Tax on Dividends VS Cap Gains

So help me understand. Person A has 5 million in stock and at age 60 decides to stop the drip and live on 200 k in div income. Person B same amount invested decides to also live on 200 k and sells this amount of stock.
My friend says person A will be taxed more harshly? Any insight on this would be helpful as I thought the dividend tax credit made dividend income more attractive than cap gains.
 
@powerofthreemovement Only 50% of the capital gains are taxed. More info: https://www.hrblock.ca/blog/6-things-to-know-about-capital-gains/

Edit: so dollar for dollar, if you received $100 dividends, that will be grossed up to 1.16x or 1.38x, which means the income to be taxed is $116 or $138 which is actually more than the cash you received but get dividend tax credit.

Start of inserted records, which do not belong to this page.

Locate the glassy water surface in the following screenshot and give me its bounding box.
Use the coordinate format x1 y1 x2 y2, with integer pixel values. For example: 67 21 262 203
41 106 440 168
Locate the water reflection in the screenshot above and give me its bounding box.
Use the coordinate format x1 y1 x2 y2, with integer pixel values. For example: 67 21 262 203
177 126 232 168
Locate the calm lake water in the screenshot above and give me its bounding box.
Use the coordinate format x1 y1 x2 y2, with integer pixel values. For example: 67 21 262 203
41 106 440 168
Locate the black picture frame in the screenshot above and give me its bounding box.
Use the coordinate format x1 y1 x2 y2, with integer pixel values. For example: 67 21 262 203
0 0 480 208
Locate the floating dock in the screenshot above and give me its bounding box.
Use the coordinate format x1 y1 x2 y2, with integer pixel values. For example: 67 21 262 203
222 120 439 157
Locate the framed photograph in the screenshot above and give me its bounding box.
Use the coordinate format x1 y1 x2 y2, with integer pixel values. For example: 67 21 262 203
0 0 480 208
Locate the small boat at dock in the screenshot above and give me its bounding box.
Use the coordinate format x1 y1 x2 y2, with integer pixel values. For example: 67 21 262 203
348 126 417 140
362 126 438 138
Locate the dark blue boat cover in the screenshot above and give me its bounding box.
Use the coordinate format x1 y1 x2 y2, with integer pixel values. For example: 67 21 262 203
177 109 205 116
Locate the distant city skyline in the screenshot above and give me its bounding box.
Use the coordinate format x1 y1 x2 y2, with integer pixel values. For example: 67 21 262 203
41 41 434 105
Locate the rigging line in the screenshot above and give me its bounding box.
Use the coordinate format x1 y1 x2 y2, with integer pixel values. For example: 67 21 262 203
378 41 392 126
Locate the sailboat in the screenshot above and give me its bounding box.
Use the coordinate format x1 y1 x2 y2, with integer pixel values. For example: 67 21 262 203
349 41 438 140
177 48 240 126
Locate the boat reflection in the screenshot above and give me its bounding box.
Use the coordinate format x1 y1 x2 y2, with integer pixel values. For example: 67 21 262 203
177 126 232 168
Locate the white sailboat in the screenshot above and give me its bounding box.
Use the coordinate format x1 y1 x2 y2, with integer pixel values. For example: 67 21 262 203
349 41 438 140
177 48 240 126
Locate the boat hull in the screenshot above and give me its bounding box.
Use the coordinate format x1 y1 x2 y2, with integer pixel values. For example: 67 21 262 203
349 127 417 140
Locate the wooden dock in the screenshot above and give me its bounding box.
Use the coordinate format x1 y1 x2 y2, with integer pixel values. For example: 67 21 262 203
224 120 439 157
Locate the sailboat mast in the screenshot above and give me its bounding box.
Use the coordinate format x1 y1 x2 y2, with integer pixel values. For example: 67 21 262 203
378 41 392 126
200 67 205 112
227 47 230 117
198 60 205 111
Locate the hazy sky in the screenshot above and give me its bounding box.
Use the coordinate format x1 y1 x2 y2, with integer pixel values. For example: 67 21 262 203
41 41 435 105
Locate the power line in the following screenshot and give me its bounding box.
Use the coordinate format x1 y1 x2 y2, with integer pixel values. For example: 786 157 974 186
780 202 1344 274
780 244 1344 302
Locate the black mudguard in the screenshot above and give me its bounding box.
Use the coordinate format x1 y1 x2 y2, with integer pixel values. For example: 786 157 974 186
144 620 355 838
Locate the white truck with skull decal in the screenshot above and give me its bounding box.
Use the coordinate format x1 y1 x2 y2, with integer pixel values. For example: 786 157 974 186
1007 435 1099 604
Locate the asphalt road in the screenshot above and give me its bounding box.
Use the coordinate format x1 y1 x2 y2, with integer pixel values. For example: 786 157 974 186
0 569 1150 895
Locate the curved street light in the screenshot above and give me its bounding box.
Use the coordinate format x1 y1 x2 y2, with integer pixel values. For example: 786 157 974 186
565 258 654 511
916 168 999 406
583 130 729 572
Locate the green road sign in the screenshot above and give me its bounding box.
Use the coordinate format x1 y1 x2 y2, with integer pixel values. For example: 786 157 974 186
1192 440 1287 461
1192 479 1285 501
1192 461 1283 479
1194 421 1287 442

On the other hand, if you incurred a $100 capital gain, you will be taxed on the $50 of that.
 
@powerofthreemovement One thing I just understood recently is that the relative treatment of dividends and capital gains changes drastically with your income. Below ~49K tax on dividends is essentially non-existent while tax on capital gains is around 12%. As your income goes up the tax on dividends increases faster than the tax on capital gains, and they cross over around 100K of income.

At 200K income the tax on capital gains would be ~24% while tax on dividends is around 32%, so person A will be taxed more harshly in your example. On the other hand at 50K income person B would be taxed more than person A.

All numbers above are for Ontario, but I don't think the basic relationship between dividends and capital gains changes that much from one province to the next.